Suara mobil semakin dekat, aneh sekali jika Bryan tidak mendengar suara mobil itu. Mungkin dia sudah sangat panas sampai tujuan nya hanyalah untuk melawan ku.
"inilah saatnya" kemudian aku mengeluarkan kata kata mutiara terakhir ku.
"Kau itu, payah sekali ya?"
"DIAM!" Ketika Bryan membidik ke arah ku dan akan menarik pelatuk pistol nya. . . . .
...[BRUGGGG]...
"Arghhhh" Bryan ditabrak oleh Kenko yang mengendarai mobil kami sebelumnya.

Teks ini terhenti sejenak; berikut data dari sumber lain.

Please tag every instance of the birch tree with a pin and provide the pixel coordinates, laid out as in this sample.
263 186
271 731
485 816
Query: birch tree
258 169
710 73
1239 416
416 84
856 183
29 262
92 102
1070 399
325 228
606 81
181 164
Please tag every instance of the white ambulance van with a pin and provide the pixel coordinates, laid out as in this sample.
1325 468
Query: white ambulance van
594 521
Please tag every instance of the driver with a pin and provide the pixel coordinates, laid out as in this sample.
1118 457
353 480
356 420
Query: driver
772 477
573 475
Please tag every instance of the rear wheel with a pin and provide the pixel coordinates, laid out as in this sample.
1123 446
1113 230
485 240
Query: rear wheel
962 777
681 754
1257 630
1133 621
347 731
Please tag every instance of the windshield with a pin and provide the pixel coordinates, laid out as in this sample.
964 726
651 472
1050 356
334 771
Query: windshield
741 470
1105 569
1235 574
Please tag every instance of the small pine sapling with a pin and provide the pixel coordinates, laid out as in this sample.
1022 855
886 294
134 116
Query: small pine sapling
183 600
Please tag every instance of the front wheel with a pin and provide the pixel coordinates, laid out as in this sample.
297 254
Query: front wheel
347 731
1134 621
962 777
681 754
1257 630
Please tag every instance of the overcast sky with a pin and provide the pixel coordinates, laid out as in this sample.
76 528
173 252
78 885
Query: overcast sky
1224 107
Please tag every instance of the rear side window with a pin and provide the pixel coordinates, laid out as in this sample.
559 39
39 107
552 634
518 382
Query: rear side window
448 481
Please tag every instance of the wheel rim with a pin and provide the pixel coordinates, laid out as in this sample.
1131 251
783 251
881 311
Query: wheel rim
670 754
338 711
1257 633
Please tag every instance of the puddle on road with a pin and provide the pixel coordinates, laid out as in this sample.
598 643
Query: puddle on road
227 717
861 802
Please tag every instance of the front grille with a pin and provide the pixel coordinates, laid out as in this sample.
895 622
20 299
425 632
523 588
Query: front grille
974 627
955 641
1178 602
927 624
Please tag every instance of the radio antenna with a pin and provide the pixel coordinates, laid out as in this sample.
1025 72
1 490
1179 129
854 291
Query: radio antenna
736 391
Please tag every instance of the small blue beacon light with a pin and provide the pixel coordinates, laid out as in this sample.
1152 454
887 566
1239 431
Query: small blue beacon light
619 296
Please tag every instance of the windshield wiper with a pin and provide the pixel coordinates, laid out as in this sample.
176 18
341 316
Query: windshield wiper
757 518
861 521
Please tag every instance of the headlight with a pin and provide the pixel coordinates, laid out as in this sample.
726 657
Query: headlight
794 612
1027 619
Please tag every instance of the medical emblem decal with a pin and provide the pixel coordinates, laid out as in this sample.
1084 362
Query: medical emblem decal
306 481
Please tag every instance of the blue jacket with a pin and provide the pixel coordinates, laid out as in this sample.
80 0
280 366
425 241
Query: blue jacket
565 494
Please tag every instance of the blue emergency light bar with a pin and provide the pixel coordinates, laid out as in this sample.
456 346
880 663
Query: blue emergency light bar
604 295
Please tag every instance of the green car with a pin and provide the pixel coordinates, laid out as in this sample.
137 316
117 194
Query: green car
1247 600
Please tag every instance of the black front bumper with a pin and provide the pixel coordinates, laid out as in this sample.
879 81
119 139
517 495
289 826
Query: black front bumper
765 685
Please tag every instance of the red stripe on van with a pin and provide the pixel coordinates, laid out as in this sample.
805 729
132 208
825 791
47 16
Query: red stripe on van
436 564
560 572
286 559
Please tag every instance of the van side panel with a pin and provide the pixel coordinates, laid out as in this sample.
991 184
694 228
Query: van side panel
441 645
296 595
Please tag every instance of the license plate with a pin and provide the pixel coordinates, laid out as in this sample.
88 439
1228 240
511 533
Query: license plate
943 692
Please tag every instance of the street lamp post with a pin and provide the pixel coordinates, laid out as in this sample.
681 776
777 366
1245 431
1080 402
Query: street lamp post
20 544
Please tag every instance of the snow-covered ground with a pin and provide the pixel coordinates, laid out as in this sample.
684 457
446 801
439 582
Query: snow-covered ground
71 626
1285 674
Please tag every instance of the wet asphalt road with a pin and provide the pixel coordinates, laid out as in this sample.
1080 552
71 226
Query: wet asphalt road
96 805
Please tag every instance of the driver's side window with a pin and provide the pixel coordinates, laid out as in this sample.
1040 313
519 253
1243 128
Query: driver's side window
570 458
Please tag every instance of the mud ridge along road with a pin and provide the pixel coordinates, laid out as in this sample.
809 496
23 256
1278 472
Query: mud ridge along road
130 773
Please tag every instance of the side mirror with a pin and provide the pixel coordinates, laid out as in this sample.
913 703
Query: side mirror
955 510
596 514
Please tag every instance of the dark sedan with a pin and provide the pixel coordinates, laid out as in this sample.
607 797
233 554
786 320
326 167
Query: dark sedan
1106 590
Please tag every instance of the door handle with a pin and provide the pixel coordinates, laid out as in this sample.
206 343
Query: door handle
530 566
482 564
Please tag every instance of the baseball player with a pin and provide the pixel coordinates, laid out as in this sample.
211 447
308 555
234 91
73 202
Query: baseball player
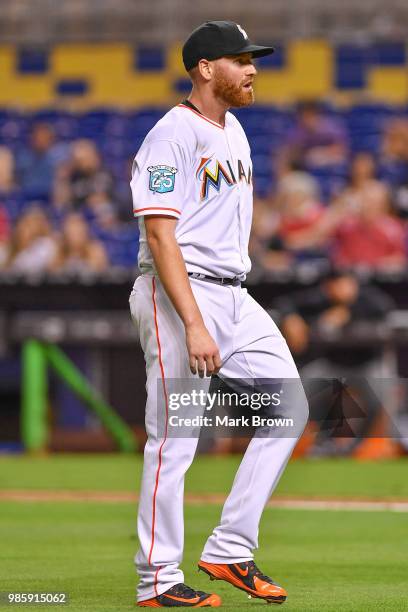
192 193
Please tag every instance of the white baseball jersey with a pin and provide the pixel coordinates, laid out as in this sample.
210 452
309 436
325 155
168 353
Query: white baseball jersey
194 169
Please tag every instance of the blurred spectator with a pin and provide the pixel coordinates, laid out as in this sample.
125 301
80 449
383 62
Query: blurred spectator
82 176
363 172
332 308
7 178
99 208
266 248
4 235
394 163
336 303
77 251
395 141
370 237
316 140
32 246
301 214
36 163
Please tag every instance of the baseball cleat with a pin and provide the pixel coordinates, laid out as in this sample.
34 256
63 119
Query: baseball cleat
182 596
247 577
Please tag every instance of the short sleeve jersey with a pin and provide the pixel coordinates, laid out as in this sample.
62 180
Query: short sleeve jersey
192 168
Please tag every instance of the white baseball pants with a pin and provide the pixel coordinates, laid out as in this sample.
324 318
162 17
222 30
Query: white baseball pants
251 346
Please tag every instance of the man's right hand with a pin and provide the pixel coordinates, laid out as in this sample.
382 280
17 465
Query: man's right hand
203 352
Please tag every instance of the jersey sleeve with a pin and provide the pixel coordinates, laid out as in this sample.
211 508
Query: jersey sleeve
159 179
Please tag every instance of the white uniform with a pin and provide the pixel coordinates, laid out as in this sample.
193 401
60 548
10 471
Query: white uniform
200 172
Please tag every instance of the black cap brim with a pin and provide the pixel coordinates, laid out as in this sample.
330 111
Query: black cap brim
256 50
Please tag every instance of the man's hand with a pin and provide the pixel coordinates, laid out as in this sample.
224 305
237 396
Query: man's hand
203 352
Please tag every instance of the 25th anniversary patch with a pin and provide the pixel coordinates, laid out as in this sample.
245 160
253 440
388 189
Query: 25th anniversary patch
162 178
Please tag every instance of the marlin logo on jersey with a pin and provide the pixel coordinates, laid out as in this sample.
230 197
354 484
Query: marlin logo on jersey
214 178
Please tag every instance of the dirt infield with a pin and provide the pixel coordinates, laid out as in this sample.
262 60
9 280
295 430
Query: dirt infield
329 503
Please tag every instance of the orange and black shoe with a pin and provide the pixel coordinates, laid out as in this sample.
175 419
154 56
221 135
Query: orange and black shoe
182 596
247 577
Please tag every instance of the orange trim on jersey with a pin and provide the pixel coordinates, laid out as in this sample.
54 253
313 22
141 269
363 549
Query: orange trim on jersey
135 210
167 416
202 116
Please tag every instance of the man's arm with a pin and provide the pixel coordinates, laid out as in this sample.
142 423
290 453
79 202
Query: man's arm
203 352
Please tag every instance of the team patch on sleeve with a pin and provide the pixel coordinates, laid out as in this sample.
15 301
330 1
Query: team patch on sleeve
162 178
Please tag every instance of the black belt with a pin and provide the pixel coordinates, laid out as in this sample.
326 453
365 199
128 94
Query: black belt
213 279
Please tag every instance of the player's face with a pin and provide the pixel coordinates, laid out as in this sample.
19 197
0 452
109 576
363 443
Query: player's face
233 80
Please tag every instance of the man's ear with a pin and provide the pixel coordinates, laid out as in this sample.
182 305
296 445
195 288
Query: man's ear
206 69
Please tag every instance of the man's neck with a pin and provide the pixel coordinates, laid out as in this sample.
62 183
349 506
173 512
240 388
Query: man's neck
210 108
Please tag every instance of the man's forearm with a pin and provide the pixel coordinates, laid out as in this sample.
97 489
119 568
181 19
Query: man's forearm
172 272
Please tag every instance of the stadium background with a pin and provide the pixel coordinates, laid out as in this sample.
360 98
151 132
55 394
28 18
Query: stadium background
95 77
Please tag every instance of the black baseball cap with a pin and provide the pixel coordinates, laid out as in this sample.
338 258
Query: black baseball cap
215 39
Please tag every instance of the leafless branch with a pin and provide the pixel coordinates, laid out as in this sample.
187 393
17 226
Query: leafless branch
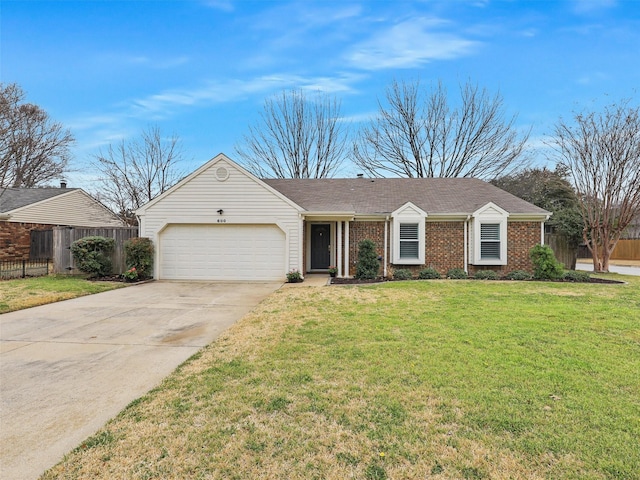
134 172
418 134
297 137
33 148
602 152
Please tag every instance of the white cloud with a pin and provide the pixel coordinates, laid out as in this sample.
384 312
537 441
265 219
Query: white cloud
224 5
227 90
409 44
592 6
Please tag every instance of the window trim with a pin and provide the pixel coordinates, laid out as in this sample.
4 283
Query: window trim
408 214
490 214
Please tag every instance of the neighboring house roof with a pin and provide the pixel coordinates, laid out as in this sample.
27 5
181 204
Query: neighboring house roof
14 198
55 206
436 196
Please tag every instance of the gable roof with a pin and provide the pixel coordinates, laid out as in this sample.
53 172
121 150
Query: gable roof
439 196
222 159
14 198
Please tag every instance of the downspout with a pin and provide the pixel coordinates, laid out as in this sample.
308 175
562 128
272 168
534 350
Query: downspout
466 244
338 259
542 230
384 254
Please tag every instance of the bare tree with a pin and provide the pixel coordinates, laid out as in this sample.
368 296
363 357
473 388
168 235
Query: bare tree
33 148
134 172
419 134
297 137
602 152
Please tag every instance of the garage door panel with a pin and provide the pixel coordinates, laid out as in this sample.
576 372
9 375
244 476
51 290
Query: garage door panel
222 252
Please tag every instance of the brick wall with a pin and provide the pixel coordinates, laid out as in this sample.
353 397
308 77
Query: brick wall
444 245
359 231
15 239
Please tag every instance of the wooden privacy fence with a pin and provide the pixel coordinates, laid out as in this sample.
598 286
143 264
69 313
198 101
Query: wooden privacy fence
564 252
63 237
627 250
22 268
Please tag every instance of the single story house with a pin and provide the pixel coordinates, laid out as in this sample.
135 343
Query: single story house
223 223
23 210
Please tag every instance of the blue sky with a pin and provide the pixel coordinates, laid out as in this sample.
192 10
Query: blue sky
202 68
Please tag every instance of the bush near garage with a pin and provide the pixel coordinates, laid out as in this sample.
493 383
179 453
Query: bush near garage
367 265
138 254
93 255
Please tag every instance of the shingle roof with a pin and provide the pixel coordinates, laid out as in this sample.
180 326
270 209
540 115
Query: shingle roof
12 198
385 195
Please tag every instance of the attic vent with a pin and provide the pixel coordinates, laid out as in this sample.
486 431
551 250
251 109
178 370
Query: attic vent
222 174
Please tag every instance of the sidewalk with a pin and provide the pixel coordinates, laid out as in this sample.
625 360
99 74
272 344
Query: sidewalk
624 267
311 280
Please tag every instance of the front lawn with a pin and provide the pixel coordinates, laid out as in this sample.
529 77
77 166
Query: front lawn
403 380
30 292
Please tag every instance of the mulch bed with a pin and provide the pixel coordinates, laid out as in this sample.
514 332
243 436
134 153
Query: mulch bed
116 278
356 281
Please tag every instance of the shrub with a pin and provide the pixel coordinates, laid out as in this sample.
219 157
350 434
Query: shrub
294 276
486 275
518 275
457 274
138 254
428 273
545 265
93 255
131 275
573 276
402 274
368 265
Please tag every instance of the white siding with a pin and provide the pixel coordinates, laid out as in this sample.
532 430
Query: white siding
75 208
243 200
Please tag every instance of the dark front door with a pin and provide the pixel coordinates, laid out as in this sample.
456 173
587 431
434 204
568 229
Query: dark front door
320 246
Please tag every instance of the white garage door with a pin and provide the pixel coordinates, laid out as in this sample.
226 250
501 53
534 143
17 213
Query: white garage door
222 252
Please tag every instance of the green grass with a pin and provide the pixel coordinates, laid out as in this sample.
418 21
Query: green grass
438 379
30 292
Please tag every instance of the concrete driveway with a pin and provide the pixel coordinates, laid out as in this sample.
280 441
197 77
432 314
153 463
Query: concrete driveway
68 367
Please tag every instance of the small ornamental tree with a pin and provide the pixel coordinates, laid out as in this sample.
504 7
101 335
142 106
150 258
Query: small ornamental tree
138 254
545 265
368 264
93 255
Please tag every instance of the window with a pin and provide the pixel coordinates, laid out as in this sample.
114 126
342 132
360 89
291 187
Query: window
408 235
489 236
409 241
489 241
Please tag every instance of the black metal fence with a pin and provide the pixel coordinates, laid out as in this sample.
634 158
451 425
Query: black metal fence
20 268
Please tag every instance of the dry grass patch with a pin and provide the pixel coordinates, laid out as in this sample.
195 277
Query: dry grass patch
444 380
30 292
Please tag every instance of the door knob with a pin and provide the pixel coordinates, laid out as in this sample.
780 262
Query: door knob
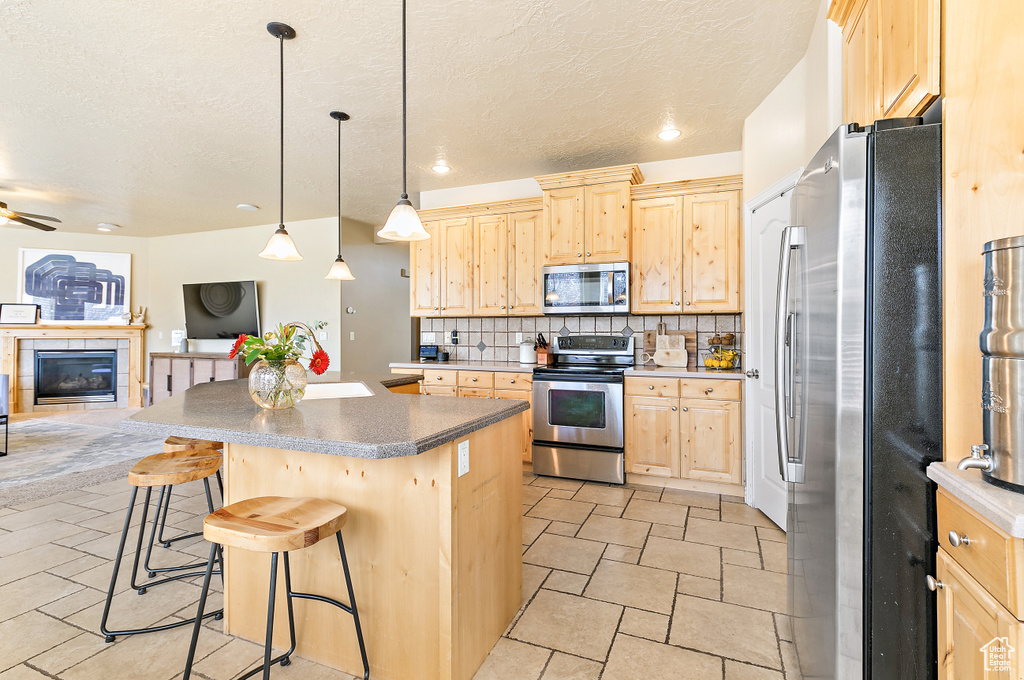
955 540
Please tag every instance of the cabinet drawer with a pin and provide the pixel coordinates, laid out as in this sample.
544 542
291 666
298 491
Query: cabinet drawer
477 392
446 378
710 389
989 555
652 386
513 380
476 379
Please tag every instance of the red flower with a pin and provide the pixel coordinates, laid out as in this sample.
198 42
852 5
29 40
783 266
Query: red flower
320 362
238 345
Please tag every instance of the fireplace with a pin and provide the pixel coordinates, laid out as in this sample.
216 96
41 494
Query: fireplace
76 376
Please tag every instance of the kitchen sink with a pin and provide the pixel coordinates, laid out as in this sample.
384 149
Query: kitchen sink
336 390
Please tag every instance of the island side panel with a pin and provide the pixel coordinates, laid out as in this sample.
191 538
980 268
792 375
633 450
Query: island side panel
486 587
435 558
392 539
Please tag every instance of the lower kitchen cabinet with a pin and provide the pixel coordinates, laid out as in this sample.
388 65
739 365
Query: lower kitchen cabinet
711 434
652 435
972 625
675 429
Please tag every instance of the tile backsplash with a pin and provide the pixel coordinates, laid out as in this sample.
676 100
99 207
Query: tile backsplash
494 339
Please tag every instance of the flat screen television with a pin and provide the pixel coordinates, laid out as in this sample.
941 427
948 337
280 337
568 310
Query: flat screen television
221 310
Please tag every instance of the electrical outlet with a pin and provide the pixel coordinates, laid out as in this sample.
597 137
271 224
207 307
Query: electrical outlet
463 457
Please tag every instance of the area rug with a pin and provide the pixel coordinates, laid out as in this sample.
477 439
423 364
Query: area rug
54 455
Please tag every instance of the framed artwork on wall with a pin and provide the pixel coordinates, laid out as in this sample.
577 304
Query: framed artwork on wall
18 313
75 287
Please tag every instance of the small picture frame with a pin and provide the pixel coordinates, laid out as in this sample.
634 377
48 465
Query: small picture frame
18 313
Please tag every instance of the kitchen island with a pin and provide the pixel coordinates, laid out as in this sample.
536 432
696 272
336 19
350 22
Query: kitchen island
435 556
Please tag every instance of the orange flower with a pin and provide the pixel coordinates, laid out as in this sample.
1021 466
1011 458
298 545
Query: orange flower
320 362
238 345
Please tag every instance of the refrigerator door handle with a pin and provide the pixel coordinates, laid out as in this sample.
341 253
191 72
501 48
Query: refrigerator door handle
784 372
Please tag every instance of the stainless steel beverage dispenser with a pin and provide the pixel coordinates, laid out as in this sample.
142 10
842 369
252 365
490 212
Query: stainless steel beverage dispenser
1000 458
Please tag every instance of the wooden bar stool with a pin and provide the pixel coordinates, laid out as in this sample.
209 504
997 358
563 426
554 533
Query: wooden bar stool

Bryan terpental sehingga jatuh dan tidak sadarkan diri. Setelah itu Kenko berputar arah sehabis menabrak Bryan, dia membuka kan pintu mobil untukku.
"Tunggu apa lagi, Kevy?" Kenko dengan wajah senyum nya yang manis.
Kemudian aku berubah menjadi human form dan masuk ke dalam mobil untuk pergi dari sana, kemudian mencari tempat aman dan meninggalkan Bryan yang tidak sadarkan diri.